Wielu najbardziej znanych hollywoodzkich aktorów woli spokój dzielnic sypialnianych od chaosu Wielkiego Jabłka. Przykładowo w Bedford mieszkają gwiazdy kalibru Michaela Douglasa, Catherine Zeta-Jones czy Richarda Gere, nie wspominając o magnacie Donaldzie Trumpie czy styliście Ralphie Laurenie. Już niedługo jeszcze inna osobistość o międzynarodowej sławie zapuści korzenie w tym wdzięcznym miasteczku oddalonym pięćdziesiąt kilometrów od Manhattanu: Bruce Willis właśnie zakupił dom o wartości 12 milionów dolarów i parcelę wielkości trzech hektarów, przyległej do rezydencji. Negocjacje z byłym właścicielem tej wspaniałej murowanej posiadłości zostały zakończone w sierpniu, ale aktor, który zachwycił publiczność swoimi wybitnymi rolami w „Pulp Fiction” i „Szóstym zmyśle”, chciał dokonać małego „odświeżenia” przed definitywną przeprowadzką.
Ta luksusowa willa w Bedford, w hrabstwie Westchester, która rozciąga się na całkowitej powierzchni ośmiuset metrów kwadratowych, składa się z pięciu sypialni, sześciu łazienek, klimatyzowanego podpiwniczenia, salonu oraz kuchni. W dużym i bujnie porośniętym ogrodzie znajduje się mała altanka, gdzie można uciec, gdy słońce przygrzewa zbyt mocno, ogrzewany basen, kort tenisowy o regulaminowej wielkości i dwa niedawno odnowione małe domki.
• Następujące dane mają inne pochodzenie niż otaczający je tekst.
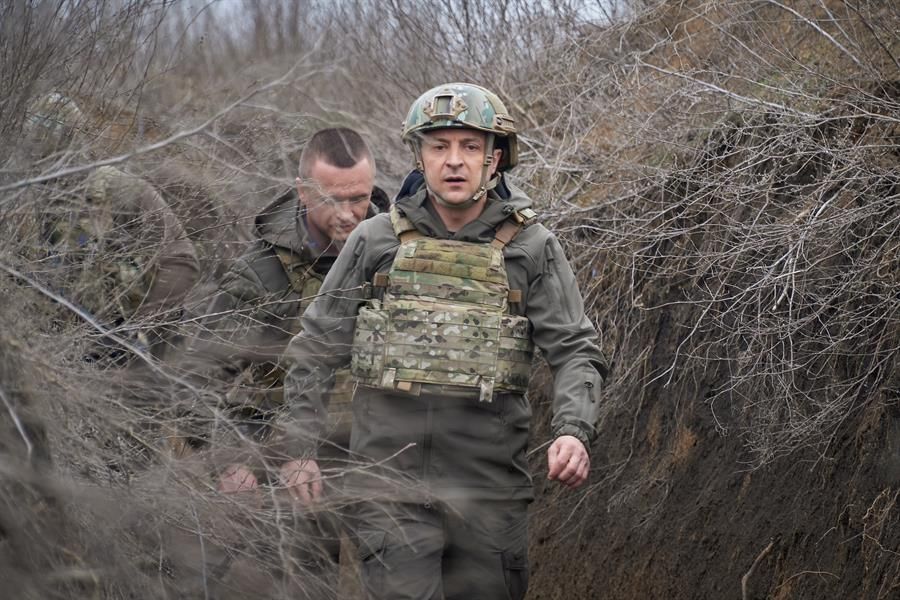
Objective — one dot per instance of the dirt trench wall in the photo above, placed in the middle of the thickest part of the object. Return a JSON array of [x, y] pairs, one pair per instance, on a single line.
[[751, 444]]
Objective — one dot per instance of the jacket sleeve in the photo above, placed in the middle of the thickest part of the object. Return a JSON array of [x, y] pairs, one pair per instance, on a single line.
[[240, 325], [567, 339], [323, 344]]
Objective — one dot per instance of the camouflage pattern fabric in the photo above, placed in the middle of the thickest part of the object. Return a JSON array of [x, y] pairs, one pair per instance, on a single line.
[[444, 320], [466, 106]]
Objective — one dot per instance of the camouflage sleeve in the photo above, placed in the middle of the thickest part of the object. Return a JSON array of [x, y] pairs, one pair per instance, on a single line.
[[324, 343], [567, 339]]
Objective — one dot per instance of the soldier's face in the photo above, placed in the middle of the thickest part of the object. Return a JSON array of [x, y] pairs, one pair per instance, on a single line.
[[336, 199], [452, 160]]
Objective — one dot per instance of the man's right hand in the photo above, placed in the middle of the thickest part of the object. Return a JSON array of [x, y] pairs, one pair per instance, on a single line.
[[303, 480]]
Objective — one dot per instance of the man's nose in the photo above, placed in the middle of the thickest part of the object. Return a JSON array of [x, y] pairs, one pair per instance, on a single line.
[[344, 210], [454, 156]]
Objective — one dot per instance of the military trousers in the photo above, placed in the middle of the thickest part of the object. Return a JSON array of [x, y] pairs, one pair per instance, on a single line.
[[433, 551]]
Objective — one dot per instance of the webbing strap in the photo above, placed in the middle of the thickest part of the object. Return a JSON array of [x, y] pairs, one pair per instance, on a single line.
[[506, 233]]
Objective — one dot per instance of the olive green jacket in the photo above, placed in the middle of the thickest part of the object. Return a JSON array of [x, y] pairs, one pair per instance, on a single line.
[[256, 309], [450, 445]]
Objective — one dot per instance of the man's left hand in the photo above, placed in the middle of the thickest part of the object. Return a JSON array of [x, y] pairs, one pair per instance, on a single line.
[[568, 461]]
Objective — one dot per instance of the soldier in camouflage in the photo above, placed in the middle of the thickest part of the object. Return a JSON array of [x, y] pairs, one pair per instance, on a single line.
[[118, 250], [437, 307], [257, 309]]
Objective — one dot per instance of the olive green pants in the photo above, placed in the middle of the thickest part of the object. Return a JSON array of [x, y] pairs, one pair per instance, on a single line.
[[472, 551]]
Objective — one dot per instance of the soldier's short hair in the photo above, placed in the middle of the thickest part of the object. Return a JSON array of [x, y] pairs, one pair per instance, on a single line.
[[338, 146]]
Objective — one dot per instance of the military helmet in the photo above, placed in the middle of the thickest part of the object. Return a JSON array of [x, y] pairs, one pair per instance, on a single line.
[[467, 106]]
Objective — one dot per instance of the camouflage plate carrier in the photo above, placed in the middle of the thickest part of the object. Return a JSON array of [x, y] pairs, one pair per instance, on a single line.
[[443, 320]]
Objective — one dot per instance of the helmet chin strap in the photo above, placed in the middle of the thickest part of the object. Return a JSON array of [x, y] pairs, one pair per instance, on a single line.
[[485, 185]]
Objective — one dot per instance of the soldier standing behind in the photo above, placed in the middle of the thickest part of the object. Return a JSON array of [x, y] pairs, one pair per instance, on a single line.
[[256, 311], [464, 284]]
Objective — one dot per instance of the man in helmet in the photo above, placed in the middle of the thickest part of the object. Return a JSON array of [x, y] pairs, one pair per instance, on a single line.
[[437, 307]]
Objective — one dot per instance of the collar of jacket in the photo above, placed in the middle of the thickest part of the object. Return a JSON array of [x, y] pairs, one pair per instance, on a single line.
[[281, 223], [501, 203]]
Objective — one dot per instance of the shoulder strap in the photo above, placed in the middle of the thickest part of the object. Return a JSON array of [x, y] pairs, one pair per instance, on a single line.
[[289, 262], [511, 227]]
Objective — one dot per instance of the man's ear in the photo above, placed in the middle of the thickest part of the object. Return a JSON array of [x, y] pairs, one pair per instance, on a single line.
[[496, 162], [300, 191]]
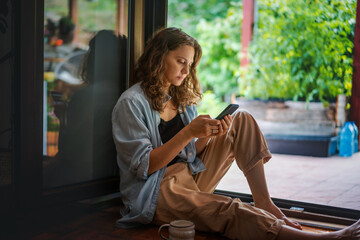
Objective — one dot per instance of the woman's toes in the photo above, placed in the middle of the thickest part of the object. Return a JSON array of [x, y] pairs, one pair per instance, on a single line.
[[291, 223]]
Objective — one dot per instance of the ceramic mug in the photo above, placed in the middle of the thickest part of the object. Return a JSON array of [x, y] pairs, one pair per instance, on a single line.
[[179, 230]]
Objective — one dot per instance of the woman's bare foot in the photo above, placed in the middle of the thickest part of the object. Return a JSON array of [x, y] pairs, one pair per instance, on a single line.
[[272, 208], [350, 233]]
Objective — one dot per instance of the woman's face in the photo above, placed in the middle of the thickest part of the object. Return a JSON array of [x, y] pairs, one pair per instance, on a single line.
[[177, 65]]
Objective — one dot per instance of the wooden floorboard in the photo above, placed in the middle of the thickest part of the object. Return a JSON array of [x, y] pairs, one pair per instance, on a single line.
[[78, 223]]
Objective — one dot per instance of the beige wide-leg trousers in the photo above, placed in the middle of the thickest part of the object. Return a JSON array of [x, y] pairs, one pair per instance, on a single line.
[[184, 196]]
To, co jest pewne, to fakt, że słynny aktor o niemieckich korzeniach wybrał jedną z najpiękniejszych rezydencji w całej okolicy. Jest zbudowana konsekwentnie w kolonialnym stylu z dużym portykiem i przestrzenią wypoczynkową zanurzoną w zieleni na tyłach domu. Na każdej fasadzie są umieszczone liczne wiktoriańskie okna, dzieki którym wszystkie pomieszczenia są bardzo jasne. Nieskazitelny wystrój w nowoczesnym stylu świadomie został połączony z elementami inspirowanymi klasyką. Ten miks tworzy z jadalni wyrafinowaną i wyszukaną przestrzeń, gdzie krzesła i designerski żyrandol idelanie przeplatają się z kredensami shabby chic. Podobnie jest w przypadku kuchni, gdzie fotele o nowoczesnych liniach tworzą naprawdę interesujący kontrast z masywnymi ławami z drewna czereśniowego. Wchodząc po imponujących schodach wachlarzowych, trafimy do przestrzeni nocnej i sypialni, z których każda jest urządzona w innym stylu. Jedna z nich prezentuje na przykład zdefiniowany styl retro, z tapetami w damaszek i widokiem na Croton Reservoir, bardzo ceniony przez tutejszych celebrytów staw. Wspaniały jest także główny apartament, wyposażony w marmurowy kominek i skąpany w nieskazitelnej bieli.